ChatGPT o1 (Strawberry) and Memory
This is going to be a two part piece. I'm going to do a long bit on memory, and a brief bit on strawberry.
ChatGPT o1 and Strawberry - Algorithmic and Inference
Strawberry was a breakthrough. Some people ask, “What’s the big deal?” but feasibly, there is a new scaling law working in tandem with training, and that’s the Chain of Thought / Inference.
The chart below is a bit confusing, but the conclusion is the longer the model “thinks,” the better the answer. The new model has another log-linear scaling law. It pretty much computes, and the Bitter Lesson wins again.
It’s been a while since I’ve seen such a clear new demand vector. I last wrote about “new” demand vectors from AI during the scaling law paper 2020. This was primarily focused on training.
Now, we have a new potential scaling law that works in tandem with training. Below is a simplified rendition of what computing will look like post-Strawberry. Given that this works without larger models, welcome to a whole new layer of computing demand, and expect it to swell to training-like proportions.
Now, what does that mean for semiconductors? I can explain it to you; a crap ton more computing, and this time, it’s from inference, not just training. Investors are again getting excited about AMD on this, but I still prefer Nvidia or the internal hyperscaler projects over time.
If a product can do inference and training, you can buy both for whatever future needs you can’t anticipate. That’s likely Nvidia GPUs. Yes, this will be a shot in the arm for inference startups and AMD, and if Microsoft gives AMD a custom project, maybe they will continue to have some relevance. However, incumbents are still more likely to retain most of the market share.

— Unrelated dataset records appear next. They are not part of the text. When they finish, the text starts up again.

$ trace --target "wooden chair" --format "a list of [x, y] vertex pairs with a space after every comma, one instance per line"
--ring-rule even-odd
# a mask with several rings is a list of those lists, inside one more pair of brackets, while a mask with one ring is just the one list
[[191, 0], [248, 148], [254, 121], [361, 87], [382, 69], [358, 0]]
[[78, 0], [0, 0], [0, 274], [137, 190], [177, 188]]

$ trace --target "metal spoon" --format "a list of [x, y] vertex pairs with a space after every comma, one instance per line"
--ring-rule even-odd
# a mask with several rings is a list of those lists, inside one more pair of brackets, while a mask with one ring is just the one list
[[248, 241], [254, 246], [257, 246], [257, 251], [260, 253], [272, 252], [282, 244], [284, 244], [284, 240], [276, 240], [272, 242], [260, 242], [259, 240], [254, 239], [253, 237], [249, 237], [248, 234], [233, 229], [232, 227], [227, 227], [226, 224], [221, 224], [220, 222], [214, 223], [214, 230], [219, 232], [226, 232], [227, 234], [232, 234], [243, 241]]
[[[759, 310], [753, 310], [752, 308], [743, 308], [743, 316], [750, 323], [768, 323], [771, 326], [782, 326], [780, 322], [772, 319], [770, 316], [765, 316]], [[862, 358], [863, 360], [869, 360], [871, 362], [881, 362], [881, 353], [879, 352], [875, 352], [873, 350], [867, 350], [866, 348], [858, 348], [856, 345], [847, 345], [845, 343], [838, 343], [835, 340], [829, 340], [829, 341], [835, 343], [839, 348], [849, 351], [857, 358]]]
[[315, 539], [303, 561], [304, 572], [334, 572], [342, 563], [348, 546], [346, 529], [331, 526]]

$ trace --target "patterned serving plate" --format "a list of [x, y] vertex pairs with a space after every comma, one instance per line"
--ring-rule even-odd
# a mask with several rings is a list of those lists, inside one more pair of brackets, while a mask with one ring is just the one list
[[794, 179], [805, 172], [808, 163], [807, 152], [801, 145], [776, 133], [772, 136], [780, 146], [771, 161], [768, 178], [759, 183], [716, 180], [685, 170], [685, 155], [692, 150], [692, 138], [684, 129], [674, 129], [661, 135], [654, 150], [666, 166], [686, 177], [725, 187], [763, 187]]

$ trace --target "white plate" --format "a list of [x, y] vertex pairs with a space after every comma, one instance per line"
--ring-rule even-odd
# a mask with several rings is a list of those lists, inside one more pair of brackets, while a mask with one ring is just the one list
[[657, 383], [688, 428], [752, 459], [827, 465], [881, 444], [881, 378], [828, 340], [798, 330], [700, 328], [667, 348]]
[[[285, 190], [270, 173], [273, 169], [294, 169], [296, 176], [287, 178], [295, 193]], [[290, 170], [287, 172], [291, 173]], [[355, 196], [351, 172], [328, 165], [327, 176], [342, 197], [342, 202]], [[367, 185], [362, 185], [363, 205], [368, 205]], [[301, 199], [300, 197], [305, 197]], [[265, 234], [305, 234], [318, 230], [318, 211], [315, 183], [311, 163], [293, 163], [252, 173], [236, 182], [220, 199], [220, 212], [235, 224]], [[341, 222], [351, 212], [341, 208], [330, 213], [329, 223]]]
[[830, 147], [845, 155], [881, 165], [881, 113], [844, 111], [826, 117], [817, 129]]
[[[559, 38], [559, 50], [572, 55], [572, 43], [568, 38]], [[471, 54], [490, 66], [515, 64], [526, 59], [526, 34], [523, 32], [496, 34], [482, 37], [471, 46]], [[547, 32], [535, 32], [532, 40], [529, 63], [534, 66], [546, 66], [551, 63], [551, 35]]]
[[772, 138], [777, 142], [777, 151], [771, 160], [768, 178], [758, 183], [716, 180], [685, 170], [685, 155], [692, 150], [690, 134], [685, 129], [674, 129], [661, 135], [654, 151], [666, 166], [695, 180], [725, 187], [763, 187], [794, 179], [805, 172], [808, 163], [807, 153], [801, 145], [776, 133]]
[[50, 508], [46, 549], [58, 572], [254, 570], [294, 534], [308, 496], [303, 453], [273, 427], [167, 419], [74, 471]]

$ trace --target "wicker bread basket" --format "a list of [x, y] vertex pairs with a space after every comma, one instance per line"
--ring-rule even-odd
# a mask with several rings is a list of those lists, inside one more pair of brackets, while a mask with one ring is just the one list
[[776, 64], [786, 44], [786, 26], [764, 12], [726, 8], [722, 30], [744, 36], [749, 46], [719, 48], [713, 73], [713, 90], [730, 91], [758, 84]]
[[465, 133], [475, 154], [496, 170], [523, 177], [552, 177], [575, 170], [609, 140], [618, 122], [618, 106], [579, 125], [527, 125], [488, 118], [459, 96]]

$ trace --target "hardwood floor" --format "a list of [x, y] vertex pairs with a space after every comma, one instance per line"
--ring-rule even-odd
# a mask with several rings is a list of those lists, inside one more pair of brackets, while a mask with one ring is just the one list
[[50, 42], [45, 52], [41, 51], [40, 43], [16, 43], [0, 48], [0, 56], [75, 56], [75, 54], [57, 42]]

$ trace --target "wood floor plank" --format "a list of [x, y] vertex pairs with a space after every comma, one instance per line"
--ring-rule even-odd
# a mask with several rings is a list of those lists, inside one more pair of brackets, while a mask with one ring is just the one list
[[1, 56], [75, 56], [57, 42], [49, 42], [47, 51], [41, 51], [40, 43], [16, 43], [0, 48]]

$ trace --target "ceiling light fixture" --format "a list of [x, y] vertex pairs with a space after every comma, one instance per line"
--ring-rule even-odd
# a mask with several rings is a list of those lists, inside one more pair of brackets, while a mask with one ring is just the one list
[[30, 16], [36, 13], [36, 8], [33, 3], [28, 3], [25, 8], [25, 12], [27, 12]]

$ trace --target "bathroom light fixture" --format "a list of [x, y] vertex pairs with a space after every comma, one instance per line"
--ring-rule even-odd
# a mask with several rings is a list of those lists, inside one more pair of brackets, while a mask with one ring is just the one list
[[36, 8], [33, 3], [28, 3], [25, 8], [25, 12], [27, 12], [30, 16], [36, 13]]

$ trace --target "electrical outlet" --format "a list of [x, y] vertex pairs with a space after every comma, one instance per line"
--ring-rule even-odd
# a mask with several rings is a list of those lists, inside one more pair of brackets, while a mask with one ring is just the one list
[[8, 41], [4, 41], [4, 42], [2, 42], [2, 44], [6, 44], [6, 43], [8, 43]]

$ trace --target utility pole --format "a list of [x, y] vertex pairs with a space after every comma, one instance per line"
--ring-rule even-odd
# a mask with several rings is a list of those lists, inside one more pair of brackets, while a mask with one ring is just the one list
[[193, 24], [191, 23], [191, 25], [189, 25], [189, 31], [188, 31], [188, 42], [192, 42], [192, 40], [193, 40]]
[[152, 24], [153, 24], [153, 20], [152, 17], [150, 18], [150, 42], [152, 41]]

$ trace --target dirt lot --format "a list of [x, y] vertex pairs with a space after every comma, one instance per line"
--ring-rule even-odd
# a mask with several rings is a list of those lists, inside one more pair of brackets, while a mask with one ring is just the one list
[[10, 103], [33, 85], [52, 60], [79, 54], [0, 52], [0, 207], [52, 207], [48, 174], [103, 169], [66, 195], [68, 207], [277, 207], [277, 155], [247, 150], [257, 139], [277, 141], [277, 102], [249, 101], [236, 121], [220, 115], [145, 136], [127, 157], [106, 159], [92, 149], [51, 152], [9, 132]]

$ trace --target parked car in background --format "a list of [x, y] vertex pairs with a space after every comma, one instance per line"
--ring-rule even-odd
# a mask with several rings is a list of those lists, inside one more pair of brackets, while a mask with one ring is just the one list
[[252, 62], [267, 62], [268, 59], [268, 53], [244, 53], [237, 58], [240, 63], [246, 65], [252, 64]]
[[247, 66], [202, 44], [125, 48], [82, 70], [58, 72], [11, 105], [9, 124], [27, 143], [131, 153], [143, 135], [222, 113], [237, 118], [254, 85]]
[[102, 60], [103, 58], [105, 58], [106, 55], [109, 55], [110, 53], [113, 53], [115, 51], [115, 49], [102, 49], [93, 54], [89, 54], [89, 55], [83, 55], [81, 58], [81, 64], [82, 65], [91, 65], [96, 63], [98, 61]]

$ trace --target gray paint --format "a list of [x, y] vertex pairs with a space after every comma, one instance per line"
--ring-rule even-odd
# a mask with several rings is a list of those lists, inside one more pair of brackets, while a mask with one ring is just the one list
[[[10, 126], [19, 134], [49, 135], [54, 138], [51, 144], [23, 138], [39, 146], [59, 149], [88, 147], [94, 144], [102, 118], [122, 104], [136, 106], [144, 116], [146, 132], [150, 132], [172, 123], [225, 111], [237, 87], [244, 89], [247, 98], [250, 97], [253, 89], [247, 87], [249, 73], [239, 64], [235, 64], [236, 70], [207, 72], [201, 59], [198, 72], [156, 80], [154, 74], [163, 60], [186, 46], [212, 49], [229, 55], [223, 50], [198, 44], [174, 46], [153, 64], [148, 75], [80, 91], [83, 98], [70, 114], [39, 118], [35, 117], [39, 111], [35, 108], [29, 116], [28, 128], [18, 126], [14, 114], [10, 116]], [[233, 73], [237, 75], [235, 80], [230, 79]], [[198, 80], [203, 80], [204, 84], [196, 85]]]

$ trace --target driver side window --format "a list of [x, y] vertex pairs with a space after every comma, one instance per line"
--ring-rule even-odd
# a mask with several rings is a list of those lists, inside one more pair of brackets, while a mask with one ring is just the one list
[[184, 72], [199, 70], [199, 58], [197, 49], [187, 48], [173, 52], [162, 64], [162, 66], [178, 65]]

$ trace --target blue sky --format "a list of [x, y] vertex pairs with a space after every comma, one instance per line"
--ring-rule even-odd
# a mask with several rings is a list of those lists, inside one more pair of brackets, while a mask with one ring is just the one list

The reality is that this is a much-needed next leg of demand. Algorithmic improvement has already been a large deflator on the demand for scaling larger and larger models, and I expect this to continue.
But I think the reality is that this new inference chain of thought “law” will drive more demand than we previously thought. Companies like Groq, for example, just got mana from heaven, and despite my continued skepticism there, it’s a new day for everyone focused on inference. Check out this post from Shelly Palmer about costs:
o1 models handle longer context windows, enabling more comprehensive text understanding and generation. This capability allows for processing larger documents, making them valuable for extensive data analysis and document summarization. However, these enhancements come at a cost. The new models require significantly more computational resources, with operational costs estimated up to 10 times that of GPT-4. One company we work with is spending about $60,000 per month on GPT-4. To do the tasks with o1 would cost approximately $3,000 per hour – which is completely out of the question considering that, for all of their capabilities, o1 models operate at slower inference speeds, presenting a serious trade-off between improved reasoning and processing time.
Strawberry is a big deal. It’s a better outcome at a much smaller model size, fueled by vast amounts of inference. I think it’s also a perfect counterfactual to the concern that model sizes have been getting smaller and more optimized. The smaller the models get now, the more inference compute will be thrown at questions in a chain-of-thought way to get better outputs. And that will happen even as we get to bigger and bigger models.
AI Models improve on themselves in a way that shows massive promise. If Reinforcement Learning happens without humans and costs a lot of inference tokens, we are off to the races yet again. Strawberry is a game-changer, and “The Bitter Lesson” wins yet again.